The current sales record for a work by Amedeo Modigliani is $70.7 million, but Christie’s is hoping to smash that at The Artist’s Muse: A Curate Evening Sale of 20th Century Art on November 9. The specific work that is expected to do the trick is Nu couché (Reclining Nude), which was painted in 1917-18 and is estimated to fetch at least $100M at the New York auction.
“This is quite simply one of the most important paintings I have handled in my long career at Christie’s,” says Jussi Pylkkänen, Christie’s Global President and Chief Auctioneer. “There are a very small number of masterpieces that we dream of handling: this magnificent Modigliani has always been one of them.”
The artist painted the reclined woman as part of a nude series for his art dealer and friend, Léopold Zborowski.

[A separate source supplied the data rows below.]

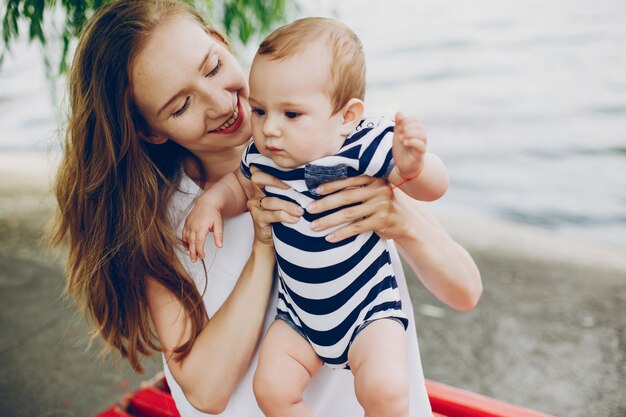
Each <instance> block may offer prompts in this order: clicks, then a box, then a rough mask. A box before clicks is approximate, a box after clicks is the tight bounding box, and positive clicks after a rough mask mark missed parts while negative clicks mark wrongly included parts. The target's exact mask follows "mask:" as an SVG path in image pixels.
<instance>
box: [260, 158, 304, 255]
mask: <svg viewBox="0 0 626 417" xmlns="http://www.w3.org/2000/svg"><path fill="white" fill-rule="evenodd" d="M250 170H251V171H252V178H251V179H252V183H253V187H252V191H253V193H252V196H251V197H250V198H249V199H248V210H249V211H250V214H251V215H252V219H253V220H254V234H255V240H256V241H258V242H259V243H262V244H265V245H273V242H272V227H271V224H272V223H275V222H285V223H297V222H298V220H300V217H301V216H302V215H303V214H304V210H303V209H302V207H300V206H299V205H297V204H294V203H290V202H289V201H285V200H282V199H280V198H276V197H267V196H266V195H265V193H264V192H263V187H265V186H268V185H269V186H273V187H277V188H282V189H288V188H289V186H288V185H286V184H285V183H283V182H282V181H280V180H278V179H276V178H275V177H273V176H271V175H269V174H266V173H264V172H261V171H260V170H259V169H258V168H256V167H251V168H250Z"/></svg>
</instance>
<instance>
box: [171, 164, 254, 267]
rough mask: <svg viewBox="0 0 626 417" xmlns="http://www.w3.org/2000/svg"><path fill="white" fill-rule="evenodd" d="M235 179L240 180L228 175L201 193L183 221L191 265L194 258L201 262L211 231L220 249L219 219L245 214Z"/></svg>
mask: <svg viewBox="0 0 626 417" xmlns="http://www.w3.org/2000/svg"><path fill="white" fill-rule="evenodd" d="M239 177H242V178H243V176H241V175H236V174H235V173H229V174H227V175H225V176H224V177H222V178H221V179H220V180H219V181H218V182H216V183H215V184H213V185H212V186H211V187H209V188H208V189H207V190H205V191H204V192H203V193H202V194H200V196H199V197H198V199H197V200H196V203H195V205H194V207H193V208H192V209H191V212H190V213H189V215H188V216H187V219H185V226H184V227H183V243H184V244H185V246H186V247H187V248H188V250H189V256H190V257H191V261H192V262H195V261H196V256H199V257H200V259H204V255H205V253H204V242H205V240H206V237H207V234H208V233H209V232H210V231H213V239H214V241H215V245H216V246H217V247H218V248H221V247H222V242H223V239H224V231H223V220H222V219H223V217H232V216H236V215H238V214H241V213H243V212H244V211H246V202H247V201H248V198H247V196H246V192H245V190H244V185H243V184H241V183H240V182H239ZM244 179H245V178H244ZM245 180H246V181H247V179H245Z"/></svg>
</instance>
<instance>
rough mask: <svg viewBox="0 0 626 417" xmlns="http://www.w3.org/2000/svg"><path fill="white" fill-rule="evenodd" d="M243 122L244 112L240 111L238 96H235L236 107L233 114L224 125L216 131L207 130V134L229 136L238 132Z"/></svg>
mask: <svg viewBox="0 0 626 417" xmlns="http://www.w3.org/2000/svg"><path fill="white" fill-rule="evenodd" d="M243 121H244V112H243V111H241V102H240V101H239V95H237V106H236V108H235V111H234V112H233V114H231V116H230V117H229V118H228V119H227V120H226V121H225V122H224V123H222V124H221V125H220V126H219V127H218V128H217V129H214V130H209V131H208V132H207V133H217V134H220V135H229V134H231V133H234V132H236V131H237V130H239V128H240V127H241V124H242V123H243Z"/></svg>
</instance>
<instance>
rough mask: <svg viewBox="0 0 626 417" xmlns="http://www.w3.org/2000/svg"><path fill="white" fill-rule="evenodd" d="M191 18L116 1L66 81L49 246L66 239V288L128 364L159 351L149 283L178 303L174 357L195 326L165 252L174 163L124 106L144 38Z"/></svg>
mask: <svg viewBox="0 0 626 417" xmlns="http://www.w3.org/2000/svg"><path fill="white" fill-rule="evenodd" d="M180 13H183V14H188V15H191V16H194V17H195V18H196V19H197V21H198V22H199V24H201V25H202V26H203V27H204V28H205V29H206V30H207V32H208V33H215V34H217V32H215V31H214V29H212V28H211V27H210V26H208V25H207V24H206V22H205V21H204V20H203V19H202V17H200V16H199V15H198V14H197V12H195V11H194V10H193V9H192V8H190V7H189V6H188V5H187V4H185V3H183V2H181V1H176V0H154V1H146V0H142V1H134V0H125V1H117V2H114V3H110V4H107V5H105V6H103V7H102V8H101V9H99V10H98V11H97V12H96V13H95V15H94V16H93V17H92V18H91V20H90V21H89V22H88V24H87V25H86V27H85V29H84V31H83V33H82V35H81V37H80V40H79V43H78V45H77V49H76V53H75V56H74V61H73V64H72V67H71V70H70V76H69V95H70V112H69V114H70V116H69V121H68V126H67V131H66V135H65V143H64V147H63V159H62V161H61V164H60V167H59V170H58V174H57V179H56V185H55V191H56V197H57V200H58V210H57V215H56V218H55V221H54V223H53V226H52V228H51V230H50V240H51V242H52V244H54V245H58V244H61V243H62V242H64V241H67V243H68V246H69V253H68V261H67V292H68V294H69V295H70V296H72V298H73V299H74V300H75V301H76V302H77V304H78V306H79V308H80V309H81V310H82V311H83V312H84V313H85V314H86V315H87V317H88V318H89V319H91V320H90V321H91V322H92V323H93V325H94V329H93V334H94V336H95V335H101V336H102V337H103V338H104V340H105V341H106V346H107V347H108V348H109V349H107V350H115V349H117V350H119V351H120V353H121V355H122V357H123V358H125V359H127V360H128V361H129V362H130V364H131V366H132V368H133V369H134V370H135V371H137V372H143V368H142V366H141V362H140V359H141V357H142V355H151V354H152V353H153V352H154V351H160V350H161V349H160V346H159V344H158V340H157V338H156V335H155V332H154V330H153V327H152V326H151V319H150V315H149V311H148V300H147V294H146V280H147V279H148V278H147V277H151V278H152V279H154V280H155V281H157V282H158V283H160V284H161V285H163V286H164V287H165V288H167V289H168V290H169V291H171V292H172V294H174V295H175V296H176V297H177V298H178V299H179V300H180V302H181V303H182V306H183V308H184V313H185V314H186V316H187V318H188V320H189V323H190V326H191V336H190V338H189V339H188V340H186V341H185V343H183V344H182V345H180V346H178V347H177V348H176V350H175V353H176V356H175V357H176V359H178V360H182V359H184V358H185V357H186V356H187V355H188V354H189V351H190V350H191V347H192V345H193V343H194V341H195V339H196V337H197V335H198V333H199V332H200V330H201V329H202V327H203V325H204V323H205V320H206V312H205V309H204V305H203V302H202V297H201V295H200V294H199V293H198V291H197V289H196V287H195V285H194V282H193V280H192V279H191V277H190V276H189V274H188V273H187V272H186V271H185V269H184V268H183V267H182V265H181V263H180V262H179V261H178V258H177V256H176V253H175V249H174V248H175V245H176V244H177V243H178V242H179V240H178V238H177V237H176V236H175V235H174V233H173V231H172V229H171V225H170V224H169V222H168V213H167V210H168V202H169V199H170V197H171V195H172V192H173V191H174V190H175V188H176V186H175V184H176V183H177V180H178V175H179V174H180V171H181V166H182V165H181V164H182V161H183V159H185V158H188V157H190V154H189V153H188V152H187V151H186V150H185V149H184V148H182V147H179V146H178V145H176V144H174V143H173V142H171V141H168V142H167V143H166V144H164V145H151V144H149V143H147V142H146V141H144V140H142V137H143V135H145V134H146V133H147V132H148V128H147V126H146V124H145V122H144V121H143V119H142V117H141V116H140V114H139V113H138V111H137V109H136V108H135V105H134V103H133V98H132V92H131V85H130V75H129V74H130V73H131V72H130V70H131V65H132V62H133V59H134V57H135V56H136V55H137V54H138V52H139V51H140V50H141V48H142V47H143V45H144V44H145V43H146V40H147V39H148V37H149V36H150V34H151V32H152V31H153V30H154V29H155V27H156V26H157V25H159V24H160V23H161V22H162V21H163V20H164V19H167V18H169V17H171V16H173V15H176V14H180Z"/></svg>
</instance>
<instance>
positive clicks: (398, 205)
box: [306, 177, 407, 242]
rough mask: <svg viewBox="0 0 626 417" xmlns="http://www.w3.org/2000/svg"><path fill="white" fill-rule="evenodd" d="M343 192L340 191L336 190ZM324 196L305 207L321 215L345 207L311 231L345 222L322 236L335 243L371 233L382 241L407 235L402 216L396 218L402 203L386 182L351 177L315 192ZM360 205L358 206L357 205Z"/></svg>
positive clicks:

According to Christie’s, the collection “famously caused a scandal nearly a century ago when they were exhibited at Modigliani’s first and only one-man-show at the Galerie Berthe Weill in Paris.” People were horrified to be greeted by naked figures, especially since one painting was placed in the gallery’s window, and the police had to shut the whole thing down.
Called the “painting that defines Modigliani,” Nu couché has been displayed in several esteemed museums (such as the Royal Academy of Arts in London and the Museum of Modern Art in New York), but this is the first time it has ever been up for auction.